Count based on a field instead of the number of entries

(Guillaume Baudringhien) #1

Hi all,
Thanks in advance for helping me out with that.

My tricky question is how can I do a count on a specific field (let's same 'names') and not on the number of entries ? I'd like to count how many names do I have for a specific timestamp matching with my filters but I have multiple entries with the same name. So the count is actually showing me the number of entries.

For example, with the index below :

{'_id':'1'; 'names':'user1'; 'status':'accepted'}
{'_id':'2'; 'names':'user1'; 'status':'failed'}
{'_id':'3'; 'names':'user2'; 'status':'accepted'}
{'_id':'4'; 'names':'user2'; 'status':'failed'}
{'_id':'5'; 'names':'user1'; 'status':'accepted'}
{'_id':'6'; 'names':'user2'; 'status':'failed'}

A count where status=accepted will give me 3, but if I want the number of user accepted, I need to do a count on 'names' and I'll get 2 (this is a rubbish example by the way)

I hope I'm clear enough
Thanks
Regards
Guillaume

#2

Hmm, maybe something like this where cardinality aggregation (1) will include the number 2 you need?

POST my_index/_search
{
  "aggs": {
    "1": {
      "cardinality": {
        "field": "names.keyword"
      }
    }
  },
  "size": 0,
  "query": {
    "bool": {
      "filter": [
        {
          "bool": {
            "should": [
              {
                "match": {
                  "status": "accepted"
                }
              }
            ],
            "minimum_should_match": 1
          }
        }
      ]
    }
  }
}

Response:

{
  "took" : 0,
  "timed_out" : false,
  "_shards" : {
    "total" : 1,
    "successful" : 1,
    "skipped" : 0,
    "failed" : 0
  },
  "hits" : {
    "total" : {
      "value" : 3,
      "relation" : "eq"
    },
    "max_score" : null,
    "hits" : [ ]
  },
  "aggregations" : {
    "1" : {
      "value" : 2
    }
  }
}
(Guillaume Baudringhien) #3

Hi @azasypkin,
Thanks a lot for your reply, it looks like exactly what I wanted
I added few 'match' more in your query to add different status in my result and it's still fine because they behave like a 'or' => (status=sts1 or status=sts2 or status=sts3) will be in my result.
My last question would be, what solution do I have if I want to apply another filter on another field like a and this time.
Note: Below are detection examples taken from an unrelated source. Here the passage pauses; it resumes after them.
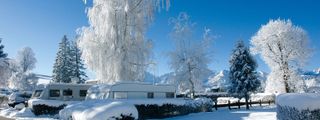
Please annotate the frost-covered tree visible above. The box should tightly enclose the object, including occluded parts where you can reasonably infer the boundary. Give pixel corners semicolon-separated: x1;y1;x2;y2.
53;35;72;83
9;47;38;91
70;41;88;83
0;38;8;59
228;41;260;109
251;19;310;93
169;13;212;97
0;38;11;87
78;0;169;83
16;47;37;72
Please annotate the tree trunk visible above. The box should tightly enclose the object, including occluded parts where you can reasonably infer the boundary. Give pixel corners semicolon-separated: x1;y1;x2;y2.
282;62;290;93
245;93;249;110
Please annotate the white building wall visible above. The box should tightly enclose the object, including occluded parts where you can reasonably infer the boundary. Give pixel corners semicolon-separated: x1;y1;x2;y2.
128;92;147;99
154;92;166;98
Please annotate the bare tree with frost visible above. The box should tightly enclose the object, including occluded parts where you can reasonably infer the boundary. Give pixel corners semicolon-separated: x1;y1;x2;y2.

Something like : "count the records where 'years':'2019' and status=accepted or status=tryagain, etc ..." ?
Any way ?
Thanks again

#4

If you're still learning Elasticsearch queries, I can show how you can figure that out by yourself using Kibana's Inspector :wink:

Best,
Oleg

(Guillaume Baudringhien) #5

:heart_eyes::heart_eyes::heart_eyes:
That's lovely !!
Didn't know this possibility to create such queries

This makes me think about another thing, is it possible to display those results let's say in a vertical bars graph using different queries ?

#6

You can do lots of stuff with bar chart and another visualizations, but it highly depends on your particular use case.

using different queries ?

Not sure what you mean exactly here, but I'd encourage you to just experiment with bucket aggregations, sub-buckets etc. And then if you have more concrete questions open another thread at Discuss so that others can engage as well.

The forum is also full of real world examples and answers if you ask the right questions :slight_smile:

Best,
Oleg

(Guillaume Baudringhien) #7

Alright,

I'll go for some doc then
Thanks a lot for your help

Reg
Guillaume